At press time, the asset had declined by 0.68% in the last 24 hours, trading at $2,647 with a market dominance of 10%. The daily liquidation had also increased to $44.65 million, out of which $30 million was in long liquidation, per Coinglass data. However, the 24-hour trading volume remains 19.3% up as $19.66 billion changes hands.

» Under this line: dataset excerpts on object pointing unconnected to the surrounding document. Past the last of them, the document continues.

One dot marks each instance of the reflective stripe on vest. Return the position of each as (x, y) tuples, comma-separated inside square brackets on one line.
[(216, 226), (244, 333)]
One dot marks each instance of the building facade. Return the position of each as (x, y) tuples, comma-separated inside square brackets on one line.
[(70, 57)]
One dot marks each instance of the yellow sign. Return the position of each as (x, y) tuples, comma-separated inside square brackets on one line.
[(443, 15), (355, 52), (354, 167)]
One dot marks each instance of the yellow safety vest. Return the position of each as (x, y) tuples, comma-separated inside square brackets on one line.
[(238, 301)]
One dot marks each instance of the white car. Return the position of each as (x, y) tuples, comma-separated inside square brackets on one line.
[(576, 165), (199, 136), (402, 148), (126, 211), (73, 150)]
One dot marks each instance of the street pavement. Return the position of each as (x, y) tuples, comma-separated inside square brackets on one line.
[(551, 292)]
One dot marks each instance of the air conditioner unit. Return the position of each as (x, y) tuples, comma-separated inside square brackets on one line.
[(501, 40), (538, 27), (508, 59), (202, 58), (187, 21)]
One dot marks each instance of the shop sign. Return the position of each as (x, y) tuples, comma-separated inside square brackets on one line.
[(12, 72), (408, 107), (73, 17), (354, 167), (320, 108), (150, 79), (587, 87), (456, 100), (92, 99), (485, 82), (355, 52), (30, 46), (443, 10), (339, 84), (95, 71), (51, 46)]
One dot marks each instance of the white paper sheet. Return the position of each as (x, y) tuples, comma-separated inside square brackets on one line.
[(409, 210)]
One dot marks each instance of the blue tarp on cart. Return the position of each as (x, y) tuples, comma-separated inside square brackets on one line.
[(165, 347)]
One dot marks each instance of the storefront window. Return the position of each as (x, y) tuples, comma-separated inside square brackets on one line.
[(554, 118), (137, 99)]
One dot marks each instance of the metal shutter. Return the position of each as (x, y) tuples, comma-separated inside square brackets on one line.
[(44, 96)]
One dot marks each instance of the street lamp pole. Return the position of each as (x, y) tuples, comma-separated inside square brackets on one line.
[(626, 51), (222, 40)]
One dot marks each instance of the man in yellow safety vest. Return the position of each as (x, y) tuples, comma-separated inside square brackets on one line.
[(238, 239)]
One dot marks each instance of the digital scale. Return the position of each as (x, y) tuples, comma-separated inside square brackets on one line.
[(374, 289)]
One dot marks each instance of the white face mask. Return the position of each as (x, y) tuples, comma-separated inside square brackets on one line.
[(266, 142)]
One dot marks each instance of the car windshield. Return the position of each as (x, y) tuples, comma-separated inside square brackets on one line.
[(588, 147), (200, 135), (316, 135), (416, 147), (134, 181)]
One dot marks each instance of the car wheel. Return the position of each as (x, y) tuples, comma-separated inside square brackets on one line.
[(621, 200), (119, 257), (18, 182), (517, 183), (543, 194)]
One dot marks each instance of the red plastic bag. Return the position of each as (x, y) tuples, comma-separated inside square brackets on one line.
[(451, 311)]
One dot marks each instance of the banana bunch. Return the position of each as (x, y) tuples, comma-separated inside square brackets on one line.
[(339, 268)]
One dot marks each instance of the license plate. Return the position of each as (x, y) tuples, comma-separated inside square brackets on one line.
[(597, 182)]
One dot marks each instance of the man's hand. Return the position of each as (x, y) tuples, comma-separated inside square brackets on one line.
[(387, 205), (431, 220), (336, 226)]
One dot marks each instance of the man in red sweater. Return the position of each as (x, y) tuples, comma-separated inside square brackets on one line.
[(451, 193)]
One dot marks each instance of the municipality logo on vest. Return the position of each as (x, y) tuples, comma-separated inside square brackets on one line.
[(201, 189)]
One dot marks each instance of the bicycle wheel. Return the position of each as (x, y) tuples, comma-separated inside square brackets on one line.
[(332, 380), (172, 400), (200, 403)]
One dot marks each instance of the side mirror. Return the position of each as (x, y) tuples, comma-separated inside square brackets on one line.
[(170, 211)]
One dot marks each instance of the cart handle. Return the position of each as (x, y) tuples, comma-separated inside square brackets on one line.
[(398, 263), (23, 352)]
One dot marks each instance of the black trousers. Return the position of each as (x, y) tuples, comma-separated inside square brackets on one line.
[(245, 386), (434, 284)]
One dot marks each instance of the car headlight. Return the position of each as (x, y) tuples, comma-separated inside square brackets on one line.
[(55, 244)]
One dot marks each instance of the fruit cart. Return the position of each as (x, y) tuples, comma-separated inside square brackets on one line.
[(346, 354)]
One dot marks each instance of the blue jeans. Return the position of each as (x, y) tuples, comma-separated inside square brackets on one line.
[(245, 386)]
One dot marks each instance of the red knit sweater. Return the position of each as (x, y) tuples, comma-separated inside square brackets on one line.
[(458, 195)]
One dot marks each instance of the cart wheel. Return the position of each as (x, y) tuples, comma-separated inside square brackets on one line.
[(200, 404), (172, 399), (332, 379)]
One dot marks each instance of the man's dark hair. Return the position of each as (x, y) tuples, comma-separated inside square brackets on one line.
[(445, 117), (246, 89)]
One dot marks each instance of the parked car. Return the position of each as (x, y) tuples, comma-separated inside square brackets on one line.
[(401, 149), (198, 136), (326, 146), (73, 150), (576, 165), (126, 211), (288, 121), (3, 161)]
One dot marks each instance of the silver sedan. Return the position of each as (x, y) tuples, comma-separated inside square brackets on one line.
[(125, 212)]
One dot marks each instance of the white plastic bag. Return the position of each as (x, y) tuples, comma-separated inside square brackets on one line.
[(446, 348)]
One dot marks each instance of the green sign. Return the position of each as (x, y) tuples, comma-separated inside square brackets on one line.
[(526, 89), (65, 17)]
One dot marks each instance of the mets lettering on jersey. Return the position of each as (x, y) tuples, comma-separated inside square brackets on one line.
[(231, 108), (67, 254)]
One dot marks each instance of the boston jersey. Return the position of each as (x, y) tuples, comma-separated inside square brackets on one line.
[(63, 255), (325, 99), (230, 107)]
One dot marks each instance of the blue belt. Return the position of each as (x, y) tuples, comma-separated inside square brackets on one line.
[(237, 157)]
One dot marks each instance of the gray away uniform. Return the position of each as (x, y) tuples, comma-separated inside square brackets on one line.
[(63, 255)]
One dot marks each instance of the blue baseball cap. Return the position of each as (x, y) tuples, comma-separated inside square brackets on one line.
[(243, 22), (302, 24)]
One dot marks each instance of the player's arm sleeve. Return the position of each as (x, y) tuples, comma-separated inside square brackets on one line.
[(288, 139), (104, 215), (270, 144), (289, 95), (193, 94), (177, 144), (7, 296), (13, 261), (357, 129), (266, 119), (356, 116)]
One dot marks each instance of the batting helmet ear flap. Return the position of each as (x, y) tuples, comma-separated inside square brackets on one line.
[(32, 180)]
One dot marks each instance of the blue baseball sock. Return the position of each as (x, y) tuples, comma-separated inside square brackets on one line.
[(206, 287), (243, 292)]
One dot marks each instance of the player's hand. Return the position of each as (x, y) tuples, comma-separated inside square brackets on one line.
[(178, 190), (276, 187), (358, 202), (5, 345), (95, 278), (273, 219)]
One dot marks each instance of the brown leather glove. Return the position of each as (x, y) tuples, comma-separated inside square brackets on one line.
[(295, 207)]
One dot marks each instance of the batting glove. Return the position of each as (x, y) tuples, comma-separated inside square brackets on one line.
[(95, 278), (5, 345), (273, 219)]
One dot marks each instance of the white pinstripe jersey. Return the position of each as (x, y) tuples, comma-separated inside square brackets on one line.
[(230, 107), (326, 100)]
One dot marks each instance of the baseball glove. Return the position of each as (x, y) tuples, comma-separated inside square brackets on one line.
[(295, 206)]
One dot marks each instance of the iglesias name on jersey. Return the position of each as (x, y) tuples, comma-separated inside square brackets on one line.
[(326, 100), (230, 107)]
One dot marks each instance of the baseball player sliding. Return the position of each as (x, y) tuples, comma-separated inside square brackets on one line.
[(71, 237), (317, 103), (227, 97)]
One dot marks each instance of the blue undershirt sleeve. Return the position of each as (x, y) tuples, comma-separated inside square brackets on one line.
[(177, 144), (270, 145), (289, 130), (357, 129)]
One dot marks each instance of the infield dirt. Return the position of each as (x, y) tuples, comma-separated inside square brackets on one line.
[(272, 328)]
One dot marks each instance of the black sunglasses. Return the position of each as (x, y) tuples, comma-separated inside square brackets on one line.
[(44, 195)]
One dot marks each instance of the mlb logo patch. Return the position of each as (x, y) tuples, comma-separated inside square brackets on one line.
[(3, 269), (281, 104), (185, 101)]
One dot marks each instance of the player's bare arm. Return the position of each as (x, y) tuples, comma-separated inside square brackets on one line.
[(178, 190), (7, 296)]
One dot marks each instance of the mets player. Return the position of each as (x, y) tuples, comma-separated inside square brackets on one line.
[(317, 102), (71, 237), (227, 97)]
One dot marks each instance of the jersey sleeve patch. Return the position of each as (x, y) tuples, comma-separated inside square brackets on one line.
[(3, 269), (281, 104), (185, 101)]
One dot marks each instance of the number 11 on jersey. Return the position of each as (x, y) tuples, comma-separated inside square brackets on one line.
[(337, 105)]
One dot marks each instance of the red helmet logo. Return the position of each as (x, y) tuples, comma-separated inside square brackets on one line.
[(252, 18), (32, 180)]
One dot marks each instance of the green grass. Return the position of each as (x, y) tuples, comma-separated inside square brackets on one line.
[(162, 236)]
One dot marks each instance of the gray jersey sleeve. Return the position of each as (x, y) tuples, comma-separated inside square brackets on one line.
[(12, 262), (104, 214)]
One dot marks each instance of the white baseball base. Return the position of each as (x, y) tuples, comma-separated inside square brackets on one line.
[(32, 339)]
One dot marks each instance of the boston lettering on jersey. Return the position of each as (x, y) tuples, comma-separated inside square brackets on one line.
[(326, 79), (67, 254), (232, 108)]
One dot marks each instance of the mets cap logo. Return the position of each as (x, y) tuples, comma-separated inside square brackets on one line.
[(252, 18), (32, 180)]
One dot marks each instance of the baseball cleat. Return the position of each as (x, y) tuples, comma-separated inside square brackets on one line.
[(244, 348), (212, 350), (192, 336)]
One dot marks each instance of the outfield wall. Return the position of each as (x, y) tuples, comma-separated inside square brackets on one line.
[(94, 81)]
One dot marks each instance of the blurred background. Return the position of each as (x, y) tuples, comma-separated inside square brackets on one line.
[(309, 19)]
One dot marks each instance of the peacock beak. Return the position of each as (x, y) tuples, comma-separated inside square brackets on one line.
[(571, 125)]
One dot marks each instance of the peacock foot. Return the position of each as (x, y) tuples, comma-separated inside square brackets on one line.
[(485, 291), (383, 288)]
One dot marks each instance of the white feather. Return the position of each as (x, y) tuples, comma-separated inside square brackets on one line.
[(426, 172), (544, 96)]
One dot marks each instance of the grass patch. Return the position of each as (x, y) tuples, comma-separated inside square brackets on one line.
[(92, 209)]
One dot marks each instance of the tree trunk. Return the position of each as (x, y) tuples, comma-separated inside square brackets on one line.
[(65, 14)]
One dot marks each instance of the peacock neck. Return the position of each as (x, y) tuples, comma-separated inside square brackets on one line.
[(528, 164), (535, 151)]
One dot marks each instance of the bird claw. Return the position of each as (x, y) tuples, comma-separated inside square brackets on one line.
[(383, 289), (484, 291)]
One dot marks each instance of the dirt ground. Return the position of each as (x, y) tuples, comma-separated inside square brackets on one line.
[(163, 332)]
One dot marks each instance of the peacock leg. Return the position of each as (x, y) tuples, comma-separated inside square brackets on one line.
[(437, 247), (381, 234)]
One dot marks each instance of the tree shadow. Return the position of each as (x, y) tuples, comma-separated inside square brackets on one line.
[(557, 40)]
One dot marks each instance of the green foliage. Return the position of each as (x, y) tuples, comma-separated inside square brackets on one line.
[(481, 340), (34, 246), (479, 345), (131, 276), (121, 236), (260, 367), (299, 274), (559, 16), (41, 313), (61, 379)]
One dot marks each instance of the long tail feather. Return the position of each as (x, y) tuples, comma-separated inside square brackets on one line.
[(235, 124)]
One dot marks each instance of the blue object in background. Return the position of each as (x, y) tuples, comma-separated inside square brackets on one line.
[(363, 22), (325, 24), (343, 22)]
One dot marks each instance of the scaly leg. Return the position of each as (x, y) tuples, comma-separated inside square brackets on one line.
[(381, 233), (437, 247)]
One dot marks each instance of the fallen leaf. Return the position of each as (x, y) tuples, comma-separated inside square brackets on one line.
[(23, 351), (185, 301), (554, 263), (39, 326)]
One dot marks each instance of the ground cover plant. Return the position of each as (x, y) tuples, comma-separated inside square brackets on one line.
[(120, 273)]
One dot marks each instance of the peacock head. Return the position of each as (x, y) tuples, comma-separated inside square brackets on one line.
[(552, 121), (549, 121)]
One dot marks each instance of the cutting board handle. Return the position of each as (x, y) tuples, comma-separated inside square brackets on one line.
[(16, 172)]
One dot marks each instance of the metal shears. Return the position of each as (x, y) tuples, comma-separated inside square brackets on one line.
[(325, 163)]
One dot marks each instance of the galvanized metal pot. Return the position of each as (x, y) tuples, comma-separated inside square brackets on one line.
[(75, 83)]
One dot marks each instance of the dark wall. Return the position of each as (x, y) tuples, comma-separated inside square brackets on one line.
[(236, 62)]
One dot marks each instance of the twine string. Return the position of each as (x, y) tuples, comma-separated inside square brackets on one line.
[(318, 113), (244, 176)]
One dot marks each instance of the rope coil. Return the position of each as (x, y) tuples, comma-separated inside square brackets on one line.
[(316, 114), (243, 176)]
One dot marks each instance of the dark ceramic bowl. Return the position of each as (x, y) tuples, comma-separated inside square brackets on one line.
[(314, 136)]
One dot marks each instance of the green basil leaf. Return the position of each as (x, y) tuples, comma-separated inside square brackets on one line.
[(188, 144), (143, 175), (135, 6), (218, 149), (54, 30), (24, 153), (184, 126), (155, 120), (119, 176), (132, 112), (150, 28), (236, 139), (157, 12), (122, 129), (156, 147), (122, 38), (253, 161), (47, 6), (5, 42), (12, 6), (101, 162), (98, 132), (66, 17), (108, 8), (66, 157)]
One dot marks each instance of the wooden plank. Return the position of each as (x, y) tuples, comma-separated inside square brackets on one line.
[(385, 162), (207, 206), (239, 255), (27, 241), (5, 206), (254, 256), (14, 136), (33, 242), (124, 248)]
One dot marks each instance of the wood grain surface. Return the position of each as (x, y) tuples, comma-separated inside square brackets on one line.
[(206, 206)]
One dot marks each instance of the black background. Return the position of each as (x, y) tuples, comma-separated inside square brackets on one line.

Current Traders’ Sentiment

Taking a critical look at the ETH’s price and the trader’s current behaviour, we found a very interesting relationship as the short positions of the asset have significantly increased by 40% in the last seven days. This has extended traders’ short positions by a whopping 500% since November 2024. According to data, this is the largest bearish bet on ETH in history. This also puts the asset in a “make or break “ situation. A similar occurrence on February 2 saw the assets decline by 37%.

ETHETH
Source: Zero Hedge

Subjecting ETH to critical analysis, a renowned crypto analyst, Ali Martinez, disclosed that ETH’s most crucial support level could be found at $2,600. Per his observation, a perfect hold above this position could lead to a sharp turn of sentiment and a subsequent rebound to $3000 and $4000. As highlighted in our previous article, Martinez believes that ETH stands a good chance of hitting $7000 in the bull run.

ETHETH
Source: Ali Martinez

Analysts Speak on Ethereum (ETH)

According to Tron founder Justin Sun, ETH could only rise to a significant margin when the Ethereum Foundation implements three crucial strategies. As detailed in our last news piece, Sun suggests that a tax be introduced on the Layer 2 solutions to raise $5 billion annually for ETH repurchase and token burn.

For crypto analyst Ted Pillows, the current market situation is not anything new, as the asset is merely rhyming the 2020 move. According to him, ETH recorded a similar capitulation before embarking on its biggest move to an all-time high price at that time. Recounting some of the attacks on the asset, Ted Pillows highlighted that many labeled ETH as finished.

Aligning this with the current cycle, the analyst believes that the asset could hit $10k this cycle. According to him, this is a “programmed milestone,” and the 90% decline in gas fees could be a main catalyst. Another analyst called Titan of Crypto also believes that the current ETH cycle has a striking resemblance to the third cycle of Bitcoin.

In his post, this analyst pointed out that Bitcoin consolidated within a symmetrical triangle before breaking out to a significant level. Currently, ETH is facing a crucial resistance level at $3000. Failure to break above this level could lead to an extended consolidation.

In a recent update, we also examined the decoupling nature between Bitcoin and Ethereum, creating a blurry picture of the future price of the latter. According to LookOnChain data, ETH has recently traded lower than the subsequent events when Bitcoin reclaimed the $100k territory. Fascinatingly, others also believe that this situation could prevent the occurrence of the much-anticipated altseason.